Much like ancient horses, it may have developed its single-toed stance as an adaptation for more efficient fast running, possibly to avoid larger predators or to chase down small fast-moving prey like hopping desert mammals.
The known one-toed fossil footprints are actually slightly older than the Vespersaurus fossil, and similar tracks in Argentina have been found dating back to the Late Jurassic (~150mya), so there may have been a long lineage of “one-toed” desert-dwelling noasaurids in South America that haven’t been found yet.
In the early 1970s an opalized dinosaur leg bone in a South Australian gem shop came to the attention of paleontologist Neville Pledge. The specimen’s owner allowed it to be borrowed and studied, and it was eventually named as Kakuru kujani – Kakuru after the Rainbow Serpent of Australian Aboriginal mythology, and kujani after a variant spelling of the Guyani, the local indigenous people. Later the fossil was auctioned off to another private owner and lost to science for nearly 30 years, until finally being acquired by the South Australian Museum in 2004.
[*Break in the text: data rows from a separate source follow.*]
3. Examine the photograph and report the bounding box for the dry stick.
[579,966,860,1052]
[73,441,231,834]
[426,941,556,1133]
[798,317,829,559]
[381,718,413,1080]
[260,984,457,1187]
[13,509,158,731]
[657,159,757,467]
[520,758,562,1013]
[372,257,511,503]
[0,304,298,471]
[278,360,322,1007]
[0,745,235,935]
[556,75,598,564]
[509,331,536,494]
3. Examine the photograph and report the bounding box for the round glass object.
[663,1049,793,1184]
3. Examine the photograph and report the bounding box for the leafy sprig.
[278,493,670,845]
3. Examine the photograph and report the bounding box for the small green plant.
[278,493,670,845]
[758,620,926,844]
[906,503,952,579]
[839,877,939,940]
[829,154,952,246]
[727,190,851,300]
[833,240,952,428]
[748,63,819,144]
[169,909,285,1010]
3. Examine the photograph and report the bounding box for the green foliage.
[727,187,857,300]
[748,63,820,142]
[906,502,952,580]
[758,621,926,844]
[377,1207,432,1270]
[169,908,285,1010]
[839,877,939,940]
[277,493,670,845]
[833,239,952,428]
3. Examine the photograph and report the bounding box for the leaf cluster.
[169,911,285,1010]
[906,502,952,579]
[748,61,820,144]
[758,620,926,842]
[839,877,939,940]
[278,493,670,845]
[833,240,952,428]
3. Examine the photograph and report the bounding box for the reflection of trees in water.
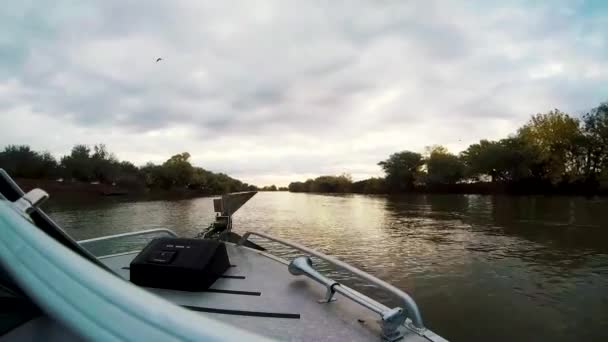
[386,195,608,268]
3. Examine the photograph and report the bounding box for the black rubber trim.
[204,289,262,296]
[182,305,300,319]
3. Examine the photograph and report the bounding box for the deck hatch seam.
[181,305,300,319]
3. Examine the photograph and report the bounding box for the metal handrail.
[237,231,425,329]
[78,228,177,244]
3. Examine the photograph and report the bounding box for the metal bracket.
[319,283,340,304]
[382,308,406,342]
[13,189,49,215]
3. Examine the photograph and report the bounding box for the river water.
[47,192,608,341]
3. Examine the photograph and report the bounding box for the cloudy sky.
[0,0,608,185]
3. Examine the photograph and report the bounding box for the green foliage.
[378,151,424,192]
[351,178,387,194]
[583,103,608,177]
[0,145,58,178]
[426,146,465,184]
[288,174,352,193]
[0,144,252,194]
[518,109,585,183]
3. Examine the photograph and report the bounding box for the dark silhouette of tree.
[378,151,424,192]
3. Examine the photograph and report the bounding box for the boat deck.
[100,243,427,341]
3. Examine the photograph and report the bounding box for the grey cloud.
[0,0,608,184]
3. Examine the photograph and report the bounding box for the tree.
[378,151,424,191]
[518,109,585,183]
[0,145,57,178]
[61,145,93,182]
[163,152,194,186]
[90,144,120,183]
[460,137,541,181]
[583,103,608,177]
[426,146,464,184]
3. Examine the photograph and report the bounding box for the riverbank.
[15,178,214,201]
[289,177,608,196]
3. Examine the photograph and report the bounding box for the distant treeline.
[289,103,608,194]
[0,144,257,194]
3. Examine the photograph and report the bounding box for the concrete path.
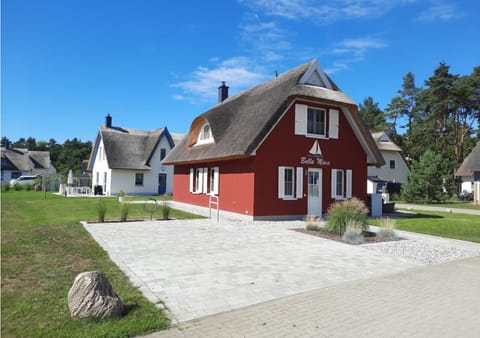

But all we really know about Kakuru is that it was some sort of theropod dinosaur. The 33cm (1′) tibia probably belonged to an animal up to about 2m long (6′6″), living during the Early Cretaceous (~125-112 mya), but any placement in a specific group is almost impossible. Based on particular features of the bone – such as a tall and narrow astragalar process – it’s been proposed to be either an oviraptorosaur or an abelisaur. But more recent examinations have concluded the bone’s preservation is too poor for those features to be confidently identified, and consider Kakuru to be a basal coelurosaur or even just a dubious name for an indeterminate theropod.
It’s all a bit of a mess, really, and more and better material is needed to clear up this mysterious dinosaur’s identity.
I’ve restored Kakuru here in three different ways, to illustrate just how varied the interpretations are – on the left, an early oviraptorosaur; in the middle, a generic coelurosaur; and on the right, an abelisaur.
(Yes, the abelisaur is fluffy. South Australia was within the Antarctic Circle during the Early Cretaceous, and while the climate there wasn’t as cold as it is today it was still chilly enough for some floofy insulation to be useful.)